In the Philippines the Abu Sayyaf Group, an Islamic extremist organization with links to the aforementioned Jemaah Islamiyah, has been beaten back to a few enclaves on a handful of southern islands.
Indonesia and the Philippines have long been viewed by the intelligence community as the most vulnerable nations in the region to terrorist attack and influence. Both nations have been successful in diminishing the terrorist threat, at least in the near term, but of interest to other states that are working toward that same end, there are lessons learned from both of the disparate approaches to the problem.
The Philippines has been successful militarily, but Abu Sayyef is an armed insurrection, that launched military style attacks and engaged the Philippine military, challenging them on their own turf. The United States has funded and trained the Philippine military in COIN process, but has stayed out of the actual fight.
Indonesia has relied on a law enforcement approach to neutralizing the problem. Terrorist suspects are treated well and encouraged to defect or to share information.
Indonesia explains that its friendly handling of detainees will make its government seem less of an enemy of Islam. The Indonesian police are skillful interrogators, their Western counterparts say, and there have been no credible reports of torture being used in Indonesia to break the rings or win the prosecutions. Convictions have resulted in long prison sentences. As terrorists are successfully neutered without major disruptions to the lives of the citizenry, sympathy and local support evaporate.
Senior American officials, government authorities in the region and counterterrorism specialists say that the most serious threats are on the wane — in contrast to American intelligence assessments that Al Qaeda in the Pakistani tribal areas is resurgent and that regional affiliates like Al Qaeda in the Islamic Maghreb are gaining strength.Remember what I said about lessons learned? That is actually an operations term in my former life. You don't leave every tech and analyst in the world to reinvent the wheel. In my training, I had an actual training module called "Lessons Learned" - this ain't new stuff.

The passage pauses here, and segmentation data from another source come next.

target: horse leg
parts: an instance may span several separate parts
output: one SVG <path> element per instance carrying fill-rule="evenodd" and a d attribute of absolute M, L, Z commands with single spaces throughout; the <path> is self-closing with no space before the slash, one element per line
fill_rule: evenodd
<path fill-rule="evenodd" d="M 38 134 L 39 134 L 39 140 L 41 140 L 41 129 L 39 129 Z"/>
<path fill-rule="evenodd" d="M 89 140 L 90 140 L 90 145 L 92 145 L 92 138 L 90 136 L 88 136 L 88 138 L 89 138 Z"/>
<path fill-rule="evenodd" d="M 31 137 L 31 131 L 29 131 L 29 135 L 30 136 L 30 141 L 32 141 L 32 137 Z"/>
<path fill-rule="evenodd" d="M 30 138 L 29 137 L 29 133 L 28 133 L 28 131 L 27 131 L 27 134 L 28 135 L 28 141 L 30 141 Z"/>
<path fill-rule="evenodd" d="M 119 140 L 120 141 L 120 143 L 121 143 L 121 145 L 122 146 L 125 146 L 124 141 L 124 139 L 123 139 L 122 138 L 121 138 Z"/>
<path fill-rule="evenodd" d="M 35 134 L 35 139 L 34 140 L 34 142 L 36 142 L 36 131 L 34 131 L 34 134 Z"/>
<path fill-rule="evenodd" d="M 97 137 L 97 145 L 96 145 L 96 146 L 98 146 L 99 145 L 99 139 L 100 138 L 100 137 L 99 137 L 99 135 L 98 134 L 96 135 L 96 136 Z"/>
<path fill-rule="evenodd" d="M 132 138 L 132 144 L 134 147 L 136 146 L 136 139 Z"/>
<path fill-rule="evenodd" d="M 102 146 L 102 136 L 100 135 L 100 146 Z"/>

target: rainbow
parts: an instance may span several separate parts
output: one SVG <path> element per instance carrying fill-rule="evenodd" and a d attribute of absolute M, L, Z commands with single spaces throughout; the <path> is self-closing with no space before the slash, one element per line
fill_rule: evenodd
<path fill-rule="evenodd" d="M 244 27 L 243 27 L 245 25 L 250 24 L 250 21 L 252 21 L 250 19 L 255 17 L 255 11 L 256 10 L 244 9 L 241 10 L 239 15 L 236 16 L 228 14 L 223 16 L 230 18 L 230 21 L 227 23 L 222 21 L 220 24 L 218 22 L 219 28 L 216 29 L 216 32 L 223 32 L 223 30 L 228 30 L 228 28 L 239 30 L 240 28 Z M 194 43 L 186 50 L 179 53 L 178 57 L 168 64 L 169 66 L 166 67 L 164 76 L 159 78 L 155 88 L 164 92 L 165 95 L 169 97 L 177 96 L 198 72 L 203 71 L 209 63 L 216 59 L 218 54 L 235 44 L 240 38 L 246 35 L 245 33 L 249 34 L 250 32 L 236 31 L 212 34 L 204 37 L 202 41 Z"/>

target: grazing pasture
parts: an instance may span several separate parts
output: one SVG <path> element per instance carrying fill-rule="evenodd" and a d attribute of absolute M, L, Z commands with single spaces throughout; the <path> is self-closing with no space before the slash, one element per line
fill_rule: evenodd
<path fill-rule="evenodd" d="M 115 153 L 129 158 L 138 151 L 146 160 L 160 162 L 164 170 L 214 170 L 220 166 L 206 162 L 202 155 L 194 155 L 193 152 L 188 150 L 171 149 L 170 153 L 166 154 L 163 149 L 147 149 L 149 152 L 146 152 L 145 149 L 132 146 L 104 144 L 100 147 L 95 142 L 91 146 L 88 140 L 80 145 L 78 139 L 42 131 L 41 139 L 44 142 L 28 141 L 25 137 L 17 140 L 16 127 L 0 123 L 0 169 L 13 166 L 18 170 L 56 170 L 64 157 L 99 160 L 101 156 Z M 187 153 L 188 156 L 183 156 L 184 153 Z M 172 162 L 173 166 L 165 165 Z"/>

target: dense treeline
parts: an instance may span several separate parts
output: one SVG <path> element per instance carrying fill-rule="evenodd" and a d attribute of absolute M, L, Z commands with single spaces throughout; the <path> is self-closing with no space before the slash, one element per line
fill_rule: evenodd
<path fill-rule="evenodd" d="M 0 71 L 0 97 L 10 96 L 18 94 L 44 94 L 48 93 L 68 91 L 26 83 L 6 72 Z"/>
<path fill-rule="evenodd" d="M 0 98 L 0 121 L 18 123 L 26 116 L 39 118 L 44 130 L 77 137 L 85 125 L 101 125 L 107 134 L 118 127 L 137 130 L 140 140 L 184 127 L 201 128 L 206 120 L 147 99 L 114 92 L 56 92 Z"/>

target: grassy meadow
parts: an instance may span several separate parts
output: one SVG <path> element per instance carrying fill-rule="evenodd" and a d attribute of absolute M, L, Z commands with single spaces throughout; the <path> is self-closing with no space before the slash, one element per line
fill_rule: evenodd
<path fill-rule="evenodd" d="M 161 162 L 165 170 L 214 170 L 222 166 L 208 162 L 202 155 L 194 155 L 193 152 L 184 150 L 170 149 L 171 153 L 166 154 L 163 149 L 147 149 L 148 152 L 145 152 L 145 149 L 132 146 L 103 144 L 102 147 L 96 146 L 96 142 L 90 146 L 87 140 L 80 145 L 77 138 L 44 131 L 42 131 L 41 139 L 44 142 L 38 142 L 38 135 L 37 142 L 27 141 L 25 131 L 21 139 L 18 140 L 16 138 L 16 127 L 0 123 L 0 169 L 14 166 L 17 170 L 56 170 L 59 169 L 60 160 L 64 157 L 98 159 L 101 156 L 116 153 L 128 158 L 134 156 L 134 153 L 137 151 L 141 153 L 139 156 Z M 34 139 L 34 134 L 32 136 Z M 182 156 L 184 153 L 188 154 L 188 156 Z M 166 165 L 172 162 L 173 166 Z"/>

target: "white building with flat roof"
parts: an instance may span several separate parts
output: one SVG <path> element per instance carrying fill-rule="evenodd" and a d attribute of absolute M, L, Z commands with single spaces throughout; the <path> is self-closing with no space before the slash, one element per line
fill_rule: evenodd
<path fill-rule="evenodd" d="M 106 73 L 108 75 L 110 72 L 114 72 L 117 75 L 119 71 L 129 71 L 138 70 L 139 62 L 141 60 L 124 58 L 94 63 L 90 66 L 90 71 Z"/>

"The governments out here take it very seriously and, in my opinion, seem to be doing a very good job individually and working together to deal with that terrorist threat," Defense Secretary Robert Gates, a former director of central intelligence, told reporters on June 1 at a regional security conference here.
Senior American intelligence officials began noting progress earlier this year. "Southeast Asia continues to be a concern, although not nearly that which we might have envisioned two or three years ago," Michael Leiter, acting director of the National Counterterrorism Center, said in a speech in Washington in February.
The United States and Australia, in particular, have played major roles in helping Southeast Asian countries combat terrorist threats in the region.
What it is, is basic. Not sexy, not flashy, not high-profile. Just basic, fundamental analysis. Looking at the job ahead and then looking in the toolbox and selecting the right tool for the job. Brains rather than brawn. You know, frivolous shit like actually engaging the thought process rather than reflexively just blowing shit up.
What knocks my hat in the creek is the fact that the United States seems to have the sense to apply lessons learned and back disparate approaches when it comes to helping other countries battle the terrorist threat, while at home they act like all we have is a hammer (the military) and the whole world is a nail.